Every day, it's likely that thousands of kratom products trade hands between suppliers, vendors, and consumers. But the contents of those kratom products aren't always verifiable. Most kratom is sold as a fine powder that varies in colour, so it's possible for non-kratom plant matter to enter the supply chain and go undetected by the naked eye.
But one group of Thai researchers attempted to take a closer look at the adulterated kratom issue. In a novel study, they developed a DNA analysis method that can efficiently identify kratom sample contents. They concluded that their method was "Simple, sensitive, and reliable." (Tungphatthong et al., 2020 pg 7)
According to the authors, the issue of adulterated kratom begins with suppliers. When demand exceeds supply, some farmers will substitute the kratom plant, mitragyna speciosa, with other plant species. (Tungphatthong et al., 2020 pg 3) And although these kratom substitutes may have "... similar or different morphological characters," the "... inadvertent substitution and adulteration can cause intoxication and even death" when consumed. (Tungphatthong et al., 2020 pg 3)

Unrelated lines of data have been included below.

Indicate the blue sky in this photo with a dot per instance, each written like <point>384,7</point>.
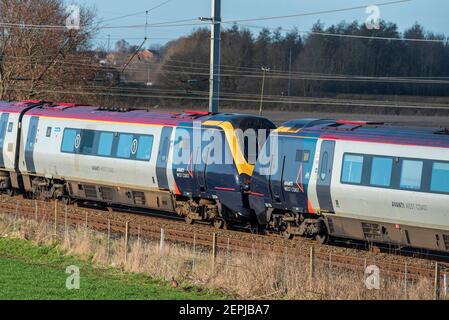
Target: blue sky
<point>433,14</point>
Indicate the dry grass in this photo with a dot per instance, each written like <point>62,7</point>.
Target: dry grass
<point>243,276</point>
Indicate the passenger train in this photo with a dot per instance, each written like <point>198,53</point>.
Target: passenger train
<point>358,180</point>
<point>317,178</point>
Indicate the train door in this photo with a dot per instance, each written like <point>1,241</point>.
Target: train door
<point>30,142</point>
<point>3,125</point>
<point>162,158</point>
<point>277,173</point>
<point>200,168</point>
<point>324,178</point>
<point>298,172</point>
<point>183,161</point>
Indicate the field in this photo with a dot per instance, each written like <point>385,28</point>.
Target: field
<point>28,271</point>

As a result, the authors stressed the importance of validating the identity of herbal products like kratom. But while many plant identification methods can be used to do so, not all are viable. Some, such as the PCR-RFLP method (polymerase chain reaction-restriction fragment length polymorphism), are time-consuming and not always reliable. (Tungphatthong et al., 2020 pg 3)

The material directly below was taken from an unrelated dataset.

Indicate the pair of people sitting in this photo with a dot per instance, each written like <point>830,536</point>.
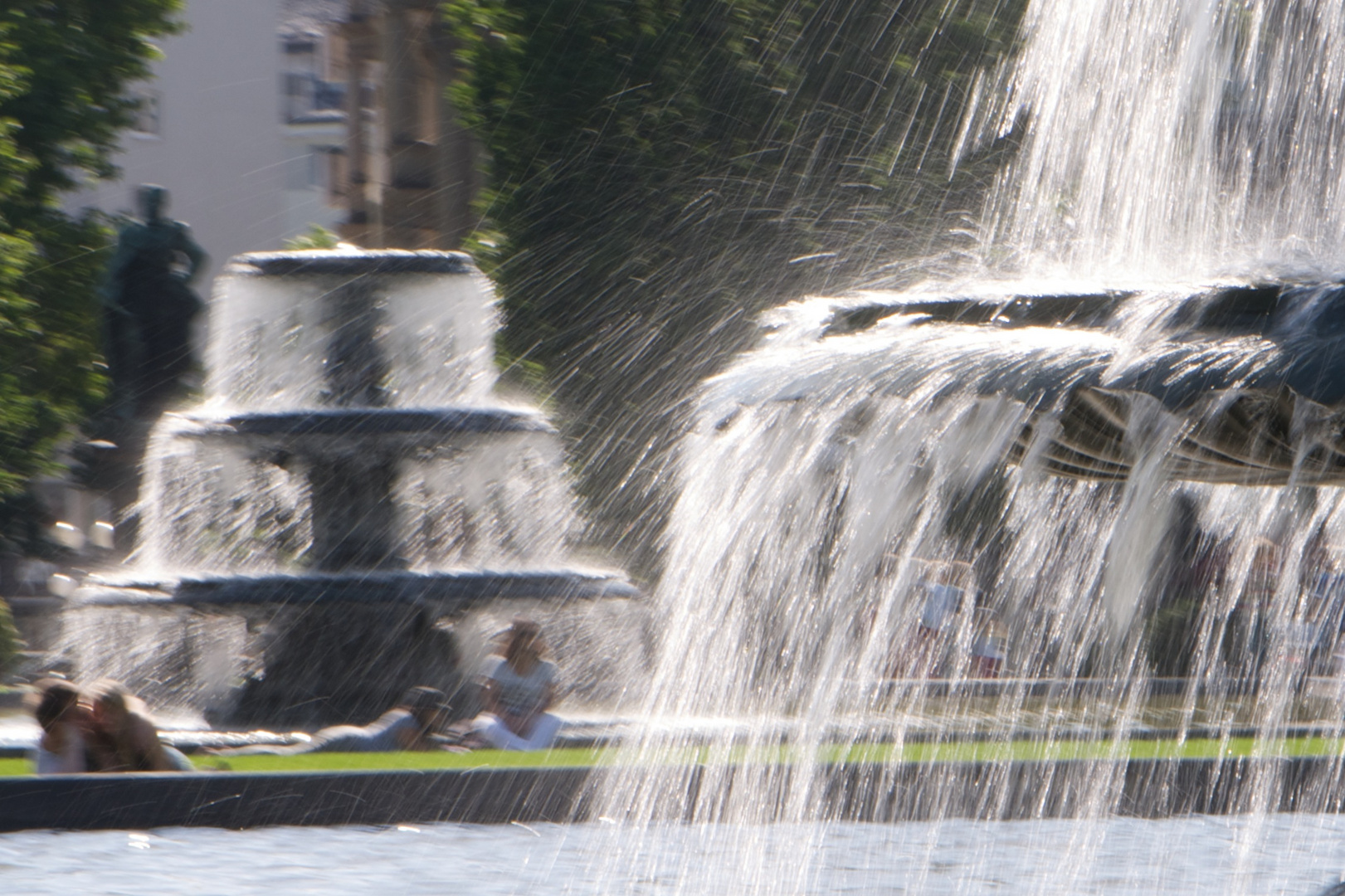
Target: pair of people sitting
<point>105,729</point>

Thankfully, the authors surmised that another method, which combined DNA barcoding with Bar-HRM analysis, would be accurate. (Tungphatthong et al., 2020 pg 3) In the study that followed, they set out to create a Bar-HRM analysis method for kratom and test its efficacy.
To do so, the authors extracted DNA from each Mitragyna species (M. speciosa, M. diversifolia, M. hirsuta and M. rotundifolia) and their kratom product samples. All of their botanical materials — including the kratom products — were collected from Thailand. (Tungphatthong et al., 2020 pg 7)
Then, they designed four HRM "primer pairs" for the Mitragyna species to use for HRM analysis. They found that they could use the samples' varying "melting curve" profiles to differentiate Mitragyna speciosa from other Mitragyna species.
Using the melting curve profile as its analysis method, the team investigated the kratom samples. They found that five out of the six samples clustered with Mitragyna speciosa, indicating that those five were, indeed, comprised of kratom plant matter. However, the outlying sample clustered with Mitragyna diversifolia, showing that it contained plant matter from a non-kratom plant. (Tungphatthong et al., 2020 pg 6)
In closing, the authors concluded that the Bar-HRM analysis method was efficient for identifying kratom plant matter. They also said the method was "... suitable for routine analysis in the laboratory without the need for high expertise" (Tungphatthong et al., 2020 pg 6). This suggests that kratom vendors and even kratom consumers could use the method to verify the contents of kratom products themselves.
Readers should note that, as of this writing, the study hasn't been peer-reviewed. As a result, its findings should not be considered conclusive.